AI Gateway Showdown: I Benchmarked 5 Platforms So You Don't Have To (The 3 AM Wake-Up Call)

TL;DR: Portkey added just 30ms overhead. OpenRouter's health checks nearly cost me 14,000 failed requests. Together AI's throughput swings made capacity planning a joke. Full benchmarks for latency, throughput, and real costs across GPT-4o, Claude 3.5 Sonnet, and more—plus the Terraform scripts to replicate everything yourself.

Last Tuesday at 3 AM, I sat there watching my coffee go cold. Properly cold. The kind of cold where you consider microwaving it but you're too tired to stand up.

Our production RAG pipeline—serving about 50,000 daily active users—had just been migrated to an AI API aggregation platform. The sales pitch promised "2x lower latency." Our Grafana dashboard was telling a different story. P95 response times had doubled. Doubled.

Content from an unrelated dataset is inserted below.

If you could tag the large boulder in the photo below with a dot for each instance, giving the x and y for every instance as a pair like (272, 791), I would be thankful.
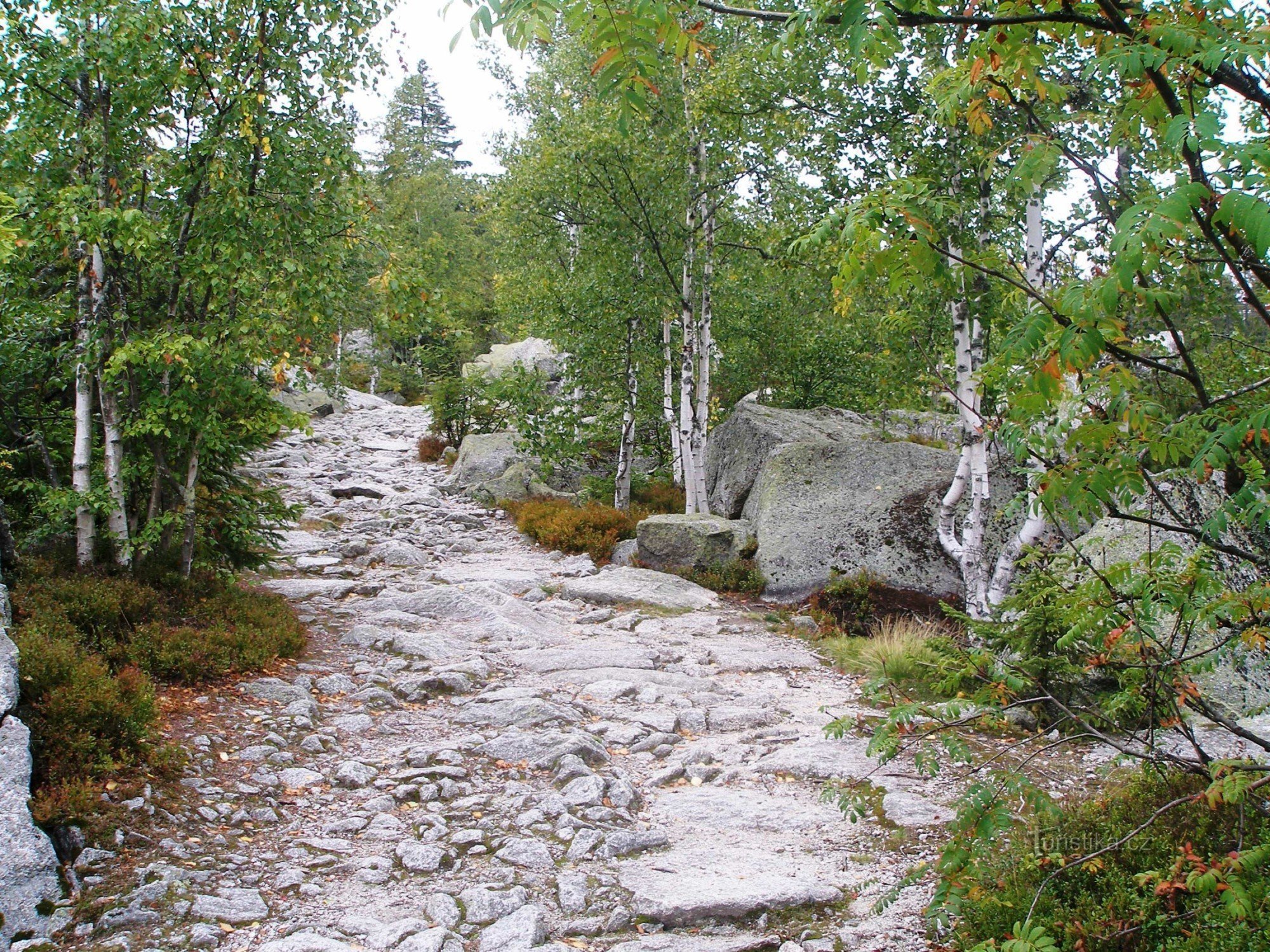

That debugging session (which I'll get to later) sparked a fortnight of obsessive benchmarking. I stress-tested every major aggregation platform with a standardised workload. Some results confirmed my suspicions. Others genuinely surprised me.

If you're building anything that touches LLMs in production, you've probably wrestled with the same question: go direct and risk downtime, or add an aggregation layer and accept the overhead? Here are the actual numbers to help you decide.

What You'll Need to Replicate These Tests

Before we dive in, here's my setup:

AWS Account with EC2 access (I used c6i.xlarge instances on Amazon Linux 2023)
Python 3.12+ with httpx==0.28.1, pandas==2.2.0, and locust==2.31.4
Terraform v1.10+ (if you want to provision infrastructure—completely optional)
API Keys for: OpenAI, Anthropic, Groq, OpenRouter, Portkey, Martian, Anyscale, and Together AI
GitHub Repo: github.com/rajpatel-ops/ai-gateway-benchmarks (all scripts, configs, and the Grafana dashboard JSON)


# Grab the benchmark suite
git clone https://github.com/rajpatel-ops/ai-gateway-benchmarks.git
cd ai-gateway-benchmarks

# Install dependencies
pip install -r requirements.txt

# Set your keys
export OPENAI_API_KEY="sk-..."
export ANTHROPIC_API_KEY="sk-ant-..."
export GROQ_API_KEY="gsk_..."
# ... (check .env.example for the full list)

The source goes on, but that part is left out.